Housing Alliance HTX will start taking applications June 22 for eight public housing communities, reopening a waitlist that has been closed since 2023 and putting thousands of Houston-area households back in the running through July 6.
The lottery covers Kelly Village, Lincoln Park, Long Drive, Oxford Place, Bellerive, Lyerly, Independence Heights and Irvinton Village. Applicants may choose up to three properties, but placement will be decided by random lottery after the window closes, which makes the opening competitive from the start. Bellerive and Lyerly are reserved for seniors age 62 and older, and available units will vary by site, including one-bedroom through four-bedroom homes.
Kelly Haines, Housing Alliance HTX’s senior vice president for asset management, said residents should set up a RentCafe account before the application period opens so any access problems can be fixed in advance. That step matters because the system is being reopened after a long shutdown, and applicants who wait until the last minute could run into password or login issues just when the window opens.
People already on a public housing waitlist do not need to reapply and will keep their place in line. About 2,500 people already sitting on the Housing Choice Voucher waitlist can also opt into the public housing waitlists if they return a consent form sent by email. The Housing Choice Voucher program, often called Section 8, remains closed to new applicants.
The reopening comes as Houston’s housing-assistance system continues to strain under demand.

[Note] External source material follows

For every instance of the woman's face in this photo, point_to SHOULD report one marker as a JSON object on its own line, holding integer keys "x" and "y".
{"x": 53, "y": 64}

In early 2025, the Houston Housing Authority said it had not issued new housing vouchers since December 2023 because of a lack of funding, and more than 18,000 people were on the voucher waitlist. Local reporting also showed the agency had considered removing roughly 16,000 people who did not respond to contact attempts, underscoring how easily low-income families can fall out of touch when email access, passwords and internet service are unstable.
That is why the public housing waitlist reopening will matter most to Harris County households already living closest to the edge, including seniors on fixed incomes, families with children and renters spending too much of each paycheck on housing. In December 2023, the agency said a $5 million federal grant would help voucher holders move to opportunity neighborhoods, with support for as many as 1,000 families, six new staff positions, up to $600 in moving costs and up to $1,700 for security deposits. Housing Alliance HTX said those selected from the June 22 to July 6 lottery should receive notifications and further instructions later in July. For families hoping to break out of unaffordable rent or overcrowded living arrangements, this reopening is one of the few fresh openings in years.